When Glenda Watson Hyatt was born, she was not breathing for six minutes, which meant she would not be able to walk or speak clearly for the rest of her life, due to Cerebral palsy. She can only type with one thumb, but has defied odds and made success out of her life, proving critics wrong and demonstrating how one can live a fulfilling life, even with her limitations.
Despite Cerebral palsy, Glenda has fulfilled her dream of becoming a motivational speaker. How? Through Apple’s iPad and the text-based Augmentative and Alternative Communication (AAC) solution Proloquo4Text for iOS, created by developer AssistiveWare, headquartered in the capital of the Netherlands, Amsterdam.
Glenda told iPhone in Canada her story, about how Proloquo4Text has changed her life. She recalls how the app has made face-to-face communication possible, such as being able to order an iced mocha at Starbucks, whereas prior she would have had to type out and print what she wanted at home, to give to the barista.

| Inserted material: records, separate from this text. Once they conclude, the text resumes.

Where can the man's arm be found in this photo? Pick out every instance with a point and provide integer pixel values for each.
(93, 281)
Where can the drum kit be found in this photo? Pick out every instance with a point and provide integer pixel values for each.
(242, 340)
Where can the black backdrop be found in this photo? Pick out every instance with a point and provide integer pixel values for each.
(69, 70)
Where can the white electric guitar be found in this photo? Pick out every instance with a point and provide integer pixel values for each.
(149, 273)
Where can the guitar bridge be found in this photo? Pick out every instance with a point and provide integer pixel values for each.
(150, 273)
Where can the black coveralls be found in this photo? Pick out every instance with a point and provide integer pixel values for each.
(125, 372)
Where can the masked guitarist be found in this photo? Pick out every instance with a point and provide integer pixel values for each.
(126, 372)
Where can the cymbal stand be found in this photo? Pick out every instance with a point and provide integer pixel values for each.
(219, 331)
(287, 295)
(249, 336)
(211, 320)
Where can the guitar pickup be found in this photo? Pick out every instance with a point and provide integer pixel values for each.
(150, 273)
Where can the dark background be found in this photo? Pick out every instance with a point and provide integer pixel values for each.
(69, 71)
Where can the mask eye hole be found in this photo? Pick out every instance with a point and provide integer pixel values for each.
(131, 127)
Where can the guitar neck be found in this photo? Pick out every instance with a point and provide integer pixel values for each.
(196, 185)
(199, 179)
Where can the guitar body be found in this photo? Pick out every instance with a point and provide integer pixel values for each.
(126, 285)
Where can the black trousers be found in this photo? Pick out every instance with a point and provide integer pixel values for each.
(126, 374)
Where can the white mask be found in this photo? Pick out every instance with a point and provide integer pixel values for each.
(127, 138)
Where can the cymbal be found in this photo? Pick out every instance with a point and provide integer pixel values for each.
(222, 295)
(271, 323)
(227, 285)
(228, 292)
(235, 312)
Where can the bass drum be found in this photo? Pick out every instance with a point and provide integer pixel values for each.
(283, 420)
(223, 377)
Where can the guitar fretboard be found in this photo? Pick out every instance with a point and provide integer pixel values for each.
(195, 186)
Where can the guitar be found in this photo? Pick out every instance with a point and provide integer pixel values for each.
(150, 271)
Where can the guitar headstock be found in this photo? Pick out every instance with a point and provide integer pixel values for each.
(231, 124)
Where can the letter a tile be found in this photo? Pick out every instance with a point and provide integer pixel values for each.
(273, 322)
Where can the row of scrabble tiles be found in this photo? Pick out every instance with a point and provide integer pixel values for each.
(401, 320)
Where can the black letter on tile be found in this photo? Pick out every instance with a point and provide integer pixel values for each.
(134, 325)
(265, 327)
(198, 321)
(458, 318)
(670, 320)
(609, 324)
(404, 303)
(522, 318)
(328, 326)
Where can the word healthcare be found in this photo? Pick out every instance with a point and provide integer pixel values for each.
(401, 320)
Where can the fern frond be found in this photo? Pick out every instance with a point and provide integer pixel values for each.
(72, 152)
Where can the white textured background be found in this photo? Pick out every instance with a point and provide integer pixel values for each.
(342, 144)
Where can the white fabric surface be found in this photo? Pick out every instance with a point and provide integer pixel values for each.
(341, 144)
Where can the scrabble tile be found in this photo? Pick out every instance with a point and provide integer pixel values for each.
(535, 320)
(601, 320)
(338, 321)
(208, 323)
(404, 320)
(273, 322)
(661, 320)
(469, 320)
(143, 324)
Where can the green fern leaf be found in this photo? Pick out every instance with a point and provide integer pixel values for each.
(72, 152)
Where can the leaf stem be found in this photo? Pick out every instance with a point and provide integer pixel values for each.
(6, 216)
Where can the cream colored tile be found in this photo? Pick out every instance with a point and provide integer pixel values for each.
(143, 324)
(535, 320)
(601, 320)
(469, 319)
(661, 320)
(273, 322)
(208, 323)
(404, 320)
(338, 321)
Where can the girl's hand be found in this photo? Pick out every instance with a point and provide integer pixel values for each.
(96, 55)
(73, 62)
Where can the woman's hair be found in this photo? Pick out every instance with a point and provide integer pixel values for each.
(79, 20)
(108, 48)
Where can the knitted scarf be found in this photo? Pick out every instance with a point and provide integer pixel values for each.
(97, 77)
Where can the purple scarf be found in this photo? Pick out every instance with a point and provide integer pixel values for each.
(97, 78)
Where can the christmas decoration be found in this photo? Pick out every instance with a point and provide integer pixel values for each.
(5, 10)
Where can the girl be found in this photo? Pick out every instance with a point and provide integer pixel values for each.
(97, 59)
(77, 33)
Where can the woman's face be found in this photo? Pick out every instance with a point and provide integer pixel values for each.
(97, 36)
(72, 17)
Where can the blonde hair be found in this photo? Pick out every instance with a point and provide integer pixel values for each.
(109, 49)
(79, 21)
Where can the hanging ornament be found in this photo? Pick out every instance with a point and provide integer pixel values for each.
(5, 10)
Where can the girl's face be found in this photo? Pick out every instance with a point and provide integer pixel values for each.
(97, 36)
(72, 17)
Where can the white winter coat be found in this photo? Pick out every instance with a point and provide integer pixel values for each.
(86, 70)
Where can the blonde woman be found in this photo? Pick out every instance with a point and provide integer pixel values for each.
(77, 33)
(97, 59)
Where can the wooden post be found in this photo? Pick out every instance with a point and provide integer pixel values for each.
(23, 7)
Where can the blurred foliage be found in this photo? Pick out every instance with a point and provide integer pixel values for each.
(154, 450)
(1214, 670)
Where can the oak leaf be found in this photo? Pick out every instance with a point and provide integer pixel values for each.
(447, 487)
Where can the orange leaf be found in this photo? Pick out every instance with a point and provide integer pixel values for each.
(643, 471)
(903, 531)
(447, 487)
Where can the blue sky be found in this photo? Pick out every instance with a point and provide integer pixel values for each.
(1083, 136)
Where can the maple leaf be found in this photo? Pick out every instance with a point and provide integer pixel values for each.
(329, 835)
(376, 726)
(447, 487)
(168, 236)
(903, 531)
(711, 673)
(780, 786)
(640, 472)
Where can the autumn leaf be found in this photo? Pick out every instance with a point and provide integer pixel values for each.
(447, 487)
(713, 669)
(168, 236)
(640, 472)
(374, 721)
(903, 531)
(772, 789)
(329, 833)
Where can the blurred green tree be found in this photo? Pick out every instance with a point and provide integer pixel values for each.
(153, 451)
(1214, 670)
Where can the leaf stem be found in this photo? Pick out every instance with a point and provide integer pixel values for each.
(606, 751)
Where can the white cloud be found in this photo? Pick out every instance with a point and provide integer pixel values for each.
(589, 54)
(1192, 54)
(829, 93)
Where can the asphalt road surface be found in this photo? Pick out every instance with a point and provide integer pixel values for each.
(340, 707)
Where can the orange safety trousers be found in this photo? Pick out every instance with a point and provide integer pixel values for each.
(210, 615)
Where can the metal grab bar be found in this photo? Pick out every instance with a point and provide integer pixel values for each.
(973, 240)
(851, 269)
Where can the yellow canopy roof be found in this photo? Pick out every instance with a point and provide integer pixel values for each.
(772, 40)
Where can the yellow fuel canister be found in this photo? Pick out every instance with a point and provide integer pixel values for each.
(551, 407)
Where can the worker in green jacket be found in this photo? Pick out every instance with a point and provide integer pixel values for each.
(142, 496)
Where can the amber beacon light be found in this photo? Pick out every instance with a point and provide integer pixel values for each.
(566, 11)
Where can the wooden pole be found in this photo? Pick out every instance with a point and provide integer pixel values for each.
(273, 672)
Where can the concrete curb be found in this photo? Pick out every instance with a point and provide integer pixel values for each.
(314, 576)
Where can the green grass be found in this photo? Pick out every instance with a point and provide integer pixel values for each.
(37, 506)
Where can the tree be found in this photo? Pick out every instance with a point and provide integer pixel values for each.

She says Proloquo4Text “made face-to-face communication possible, beyond the small group of people who understand my unique dialect. Spontaneous communication was now an option.”
These new found communication abilities thanks to iPad and Proloquo4Text, allowed Glenda to contribute in group situations, which she delightfully described as “another new experience for me,” allowing her to realize she now could launch a career as a motivational speaker.
Using Proloquo4Text, Glenda patiently types each word of her presentations with only her left thumb, to share her story with audiences. “From significant speech impairment to motivational speaker…what a ride this is!” she exclaims.
Glenda’s new attitude to overcome her disability has resulted in personal success. She published her first book I’ll Do It Myself, while also completed her Bachelor’s degree after seven years of schooling.
“I feel Proloquo4Text more accurately reflects my capabilities, particularly my cognitive level, to others,” explained Glenda, who currently resides with her husband and their cat, Buddy, in Vancouver. You can learn more about Glenda by visiting her site DoItMyselfBlog.com.
Last week, the B.C. government announced a $4 million investment towards the Communication Assistance for Youth and Adults program, to “help improve technology and services for British Columbians who are without functional speech,” which includes those affected by Cerebral palsy.